The Wikimedia Event Platform refers to the various event stream distribution and processing systems we employ at the Wikimedia foundation. Several components make up the event platform, including 'legacy' and 'modern'. This page documents these different components and provides some historical context and also outlines future work and intentions.
More documentation can be found on component specific pages:
- Event Platform/Instrumentation How To - How to use Event Platform to instrument and collect analytics event data
- Event Platform/EventGate - Documentation about EventGate event intake service.
- Event Platform/EventStreams & Event Platform/EventStreams/Administration - Documentation about the public event publishing service.

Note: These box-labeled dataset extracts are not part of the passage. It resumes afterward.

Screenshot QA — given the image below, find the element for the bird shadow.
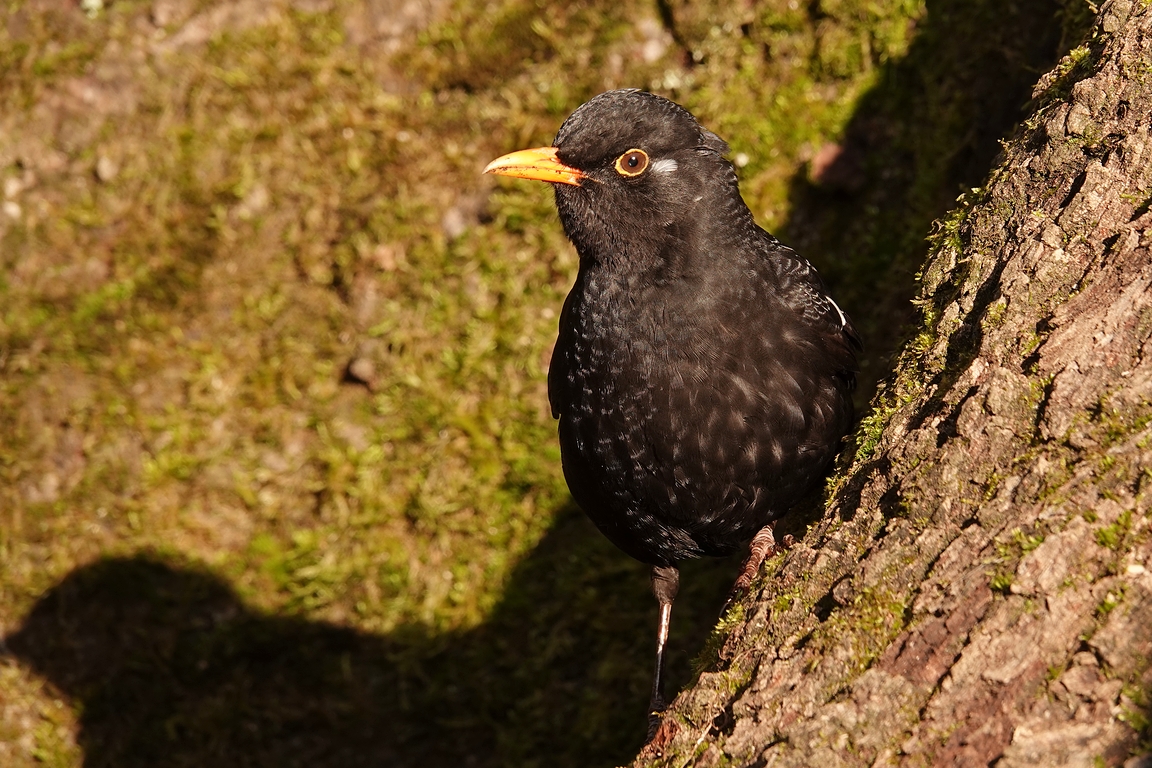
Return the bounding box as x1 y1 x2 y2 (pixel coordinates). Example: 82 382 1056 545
0 508 735 768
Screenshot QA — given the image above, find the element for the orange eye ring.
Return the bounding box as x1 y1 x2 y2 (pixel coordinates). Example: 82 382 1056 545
616 149 649 177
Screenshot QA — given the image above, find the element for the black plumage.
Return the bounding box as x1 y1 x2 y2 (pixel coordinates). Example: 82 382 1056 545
486 90 861 736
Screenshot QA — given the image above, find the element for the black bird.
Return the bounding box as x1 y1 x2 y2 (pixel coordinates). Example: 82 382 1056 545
485 90 861 737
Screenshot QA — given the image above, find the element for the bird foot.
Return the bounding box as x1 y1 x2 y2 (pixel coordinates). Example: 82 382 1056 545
644 699 668 744
725 523 796 610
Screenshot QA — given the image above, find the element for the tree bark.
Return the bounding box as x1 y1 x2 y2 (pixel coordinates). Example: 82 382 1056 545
635 0 1152 768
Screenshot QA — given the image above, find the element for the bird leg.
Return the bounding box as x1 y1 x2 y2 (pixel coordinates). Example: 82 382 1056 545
728 522 794 603
647 565 680 742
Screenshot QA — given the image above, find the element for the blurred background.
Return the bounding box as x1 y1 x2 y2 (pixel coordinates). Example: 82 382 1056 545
0 0 1093 767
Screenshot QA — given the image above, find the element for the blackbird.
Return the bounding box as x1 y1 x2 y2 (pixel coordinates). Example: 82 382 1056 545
485 90 862 737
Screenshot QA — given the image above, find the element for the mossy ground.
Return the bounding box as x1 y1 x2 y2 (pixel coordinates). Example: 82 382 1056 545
0 0 1086 766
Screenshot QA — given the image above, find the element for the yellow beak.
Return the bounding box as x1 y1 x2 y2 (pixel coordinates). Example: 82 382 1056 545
484 146 585 187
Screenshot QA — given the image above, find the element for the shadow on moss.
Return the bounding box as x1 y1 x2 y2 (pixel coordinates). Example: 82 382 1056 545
6 510 733 768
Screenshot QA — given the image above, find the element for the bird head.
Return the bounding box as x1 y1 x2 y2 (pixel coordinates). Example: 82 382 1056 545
484 90 750 271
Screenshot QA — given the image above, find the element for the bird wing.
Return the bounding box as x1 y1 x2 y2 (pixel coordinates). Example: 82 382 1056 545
761 236 864 361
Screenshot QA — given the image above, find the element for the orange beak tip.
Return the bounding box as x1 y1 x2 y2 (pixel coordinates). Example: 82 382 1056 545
484 146 585 187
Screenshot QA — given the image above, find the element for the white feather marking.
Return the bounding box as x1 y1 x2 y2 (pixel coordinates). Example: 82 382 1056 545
825 296 848 328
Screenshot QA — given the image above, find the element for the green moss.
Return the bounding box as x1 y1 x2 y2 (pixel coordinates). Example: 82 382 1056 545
1096 509 1132 550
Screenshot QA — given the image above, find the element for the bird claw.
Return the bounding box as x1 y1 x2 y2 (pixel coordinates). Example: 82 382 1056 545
722 524 796 613
644 699 668 744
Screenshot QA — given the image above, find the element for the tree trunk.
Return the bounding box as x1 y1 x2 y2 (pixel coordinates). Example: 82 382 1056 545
636 0 1152 768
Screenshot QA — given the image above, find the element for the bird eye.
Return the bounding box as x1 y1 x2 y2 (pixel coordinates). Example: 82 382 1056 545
616 150 647 176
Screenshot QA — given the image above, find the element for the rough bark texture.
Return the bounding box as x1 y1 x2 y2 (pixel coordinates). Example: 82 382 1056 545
636 0 1152 767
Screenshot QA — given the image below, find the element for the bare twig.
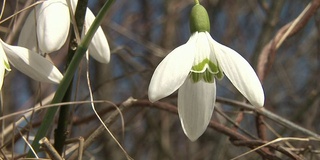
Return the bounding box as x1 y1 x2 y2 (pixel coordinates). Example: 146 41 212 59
257 0 320 82
39 137 63 160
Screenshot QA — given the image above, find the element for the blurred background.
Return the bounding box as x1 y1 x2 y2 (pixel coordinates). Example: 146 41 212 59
0 0 320 160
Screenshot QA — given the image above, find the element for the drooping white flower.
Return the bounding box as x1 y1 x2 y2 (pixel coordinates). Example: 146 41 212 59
18 0 110 63
0 39 63 85
148 4 264 141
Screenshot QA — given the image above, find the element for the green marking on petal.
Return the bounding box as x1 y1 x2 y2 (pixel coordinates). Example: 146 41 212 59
190 58 223 83
190 72 202 83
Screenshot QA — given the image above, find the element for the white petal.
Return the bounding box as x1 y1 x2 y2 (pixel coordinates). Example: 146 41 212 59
18 7 39 51
178 78 216 141
37 0 70 53
84 9 110 63
148 38 195 102
209 35 264 107
0 40 63 83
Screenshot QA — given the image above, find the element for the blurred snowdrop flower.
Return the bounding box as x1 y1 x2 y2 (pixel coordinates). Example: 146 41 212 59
18 0 110 63
0 39 63 88
148 4 264 141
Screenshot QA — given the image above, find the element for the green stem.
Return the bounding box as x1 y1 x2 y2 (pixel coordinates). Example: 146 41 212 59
27 0 114 158
54 0 88 155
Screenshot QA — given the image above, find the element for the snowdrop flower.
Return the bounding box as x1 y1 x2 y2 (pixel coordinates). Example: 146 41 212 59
18 0 110 63
148 3 264 141
0 39 63 89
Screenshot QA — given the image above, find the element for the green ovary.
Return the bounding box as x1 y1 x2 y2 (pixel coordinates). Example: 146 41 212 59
190 58 223 83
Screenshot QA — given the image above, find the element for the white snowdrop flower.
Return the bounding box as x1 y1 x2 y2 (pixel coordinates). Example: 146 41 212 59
148 4 264 141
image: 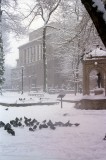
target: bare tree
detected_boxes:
[0,0,25,93]
[81,0,106,47]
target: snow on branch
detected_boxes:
[92,0,106,22]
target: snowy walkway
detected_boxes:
[0,92,106,160]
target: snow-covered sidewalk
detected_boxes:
[0,92,106,160]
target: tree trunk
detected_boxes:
[81,0,106,47]
[43,26,47,92]
[0,0,4,93]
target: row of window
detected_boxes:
[20,44,43,65]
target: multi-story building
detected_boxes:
[11,25,63,91]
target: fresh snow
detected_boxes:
[0,93,106,160]
[92,0,106,22]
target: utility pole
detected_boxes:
[0,0,4,94]
[21,66,24,94]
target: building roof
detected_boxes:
[89,48,106,57]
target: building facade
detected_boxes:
[11,25,63,91]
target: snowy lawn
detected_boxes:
[0,92,106,160]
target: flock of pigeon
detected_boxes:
[0,116,80,136]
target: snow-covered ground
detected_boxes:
[0,94,106,160]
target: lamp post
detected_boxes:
[21,66,24,94]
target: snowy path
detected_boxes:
[0,100,106,160]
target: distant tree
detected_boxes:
[81,0,106,47]
[0,0,25,93]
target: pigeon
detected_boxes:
[7,128,15,136]
[103,134,106,140]
[74,123,80,127]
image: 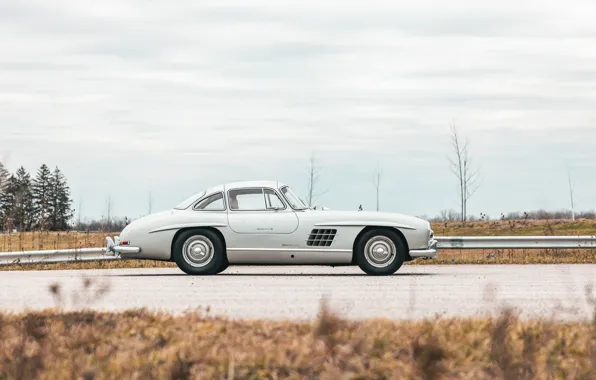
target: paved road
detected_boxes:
[0,265,596,319]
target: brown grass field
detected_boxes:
[0,220,596,270]
[0,279,596,380]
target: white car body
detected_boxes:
[107,181,437,274]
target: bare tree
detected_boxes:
[449,125,480,223]
[0,161,10,194]
[107,196,112,232]
[567,167,575,220]
[77,196,83,229]
[373,162,383,211]
[307,154,327,207]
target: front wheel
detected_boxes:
[173,230,227,275]
[356,230,406,276]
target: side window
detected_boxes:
[265,189,286,209]
[228,188,285,211]
[194,193,226,211]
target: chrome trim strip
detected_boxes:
[410,249,437,259]
[149,224,228,234]
[227,248,352,253]
[314,221,416,231]
[112,245,141,253]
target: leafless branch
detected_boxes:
[448,124,480,222]
[307,154,327,207]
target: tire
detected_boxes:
[355,229,406,276]
[173,230,227,275]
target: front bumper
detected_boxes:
[410,239,438,259]
[106,236,141,256]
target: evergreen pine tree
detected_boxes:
[0,162,10,231]
[48,167,74,231]
[31,164,52,229]
[9,166,33,231]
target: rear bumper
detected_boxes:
[410,239,438,259]
[106,236,141,256]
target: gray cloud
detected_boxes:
[0,0,596,217]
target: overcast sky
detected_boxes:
[0,0,596,218]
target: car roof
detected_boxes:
[205,180,285,194]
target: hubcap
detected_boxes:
[182,236,214,268]
[364,236,396,268]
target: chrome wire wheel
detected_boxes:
[182,235,215,268]
[364,235,397,268]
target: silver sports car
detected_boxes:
[106,181,437,275]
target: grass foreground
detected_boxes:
[0,296,596,380]
[0,220,596,270]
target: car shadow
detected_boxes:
[109,272,440,278]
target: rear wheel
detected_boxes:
[173,230,227,275]
[356,230,406,276]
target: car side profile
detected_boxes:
[106,181,437,275]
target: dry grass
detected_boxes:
[0,220,596,270]
[0,280,596,380]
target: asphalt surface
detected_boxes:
[0,265,596,320]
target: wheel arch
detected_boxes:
[351,226,412,265]
[169,226,228,263]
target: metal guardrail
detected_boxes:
[0,248,120,265]
[435,236,596,249]
[0,236,596,265]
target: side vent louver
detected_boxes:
[306,229,337,247]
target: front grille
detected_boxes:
[306,229,337,247]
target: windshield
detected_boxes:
[174,190,205,210]
[281,186,308,210]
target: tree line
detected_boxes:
[0,162,74,231]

- Analytics/Systems/EventLogging & Analytics/Systems/EventLogging/Administration - Documentation about the original EventLogging Analytics event intake and distribution systems.
- Event Platform/Schemas - Details about event schema repositories how they are used.
- Event Platform/Schemas/Guidelines - Event schema rules and conventions.
- Modern Event Platform Phabricator Parent Task
- Event* - Event Platform/Service disambiguation page.
Platform Architecture Summary
- Event - A strongly typed and schemaed piece of data, usually representing something happening at a definite time. E.g. revision-create, user-button-click, page-load, etc.
- Stream - A contiguous (often unending) collection of events (loosely) ordered by time.
The first 'event platform' at WMF was EventLogging. This system originally used ZeroMQ to transport messages between its various 'services' but was later improved to use Kafka. It was built for WMF product teams to be able to instrument and measure WMF features and usage on websites and apps. It used a (hardcoded) on-wiki event 'schema repository' to validate incoming events.
In 2015, an effort was made to extend the analytics focus of EventLogging to use for production events. This effort was dubbed 'EventBus' and culminated in three new components: the Mediawiki EventBus extension, the mediawiki/event-schemas git repository, and eventlogging-service-eventbus. eventlogging-service-eventbus is the first HTTP POST (internal) endpoint. It validated and produced events against more tightly controlled production schemas, and produced them to Kafka. EventBus was used to build the Change Propagation service. We originally intended to merge the analytics vs. production uses of EventLogging.
In 2018, we started the Modern Event Platform program, which included EventBus's original analytics+production unification goal as well as other parts of WMF's event processing stack using open source (non-homegrown) components where possible. The EventLogging python codebase was too WMF and Mediawiki specific to easily accomplish the unification, so it was decided to build a new more generic and extensible JSONSchema event service, eventually entitled EventGate.
In 2019, EventGate, along with other Modern Event Platform components, replaced eventlogging-service-eventbus, and is intended to eventually replace as the 'analytics' deployment of EventLogging services (e.g. eventlogging-processor).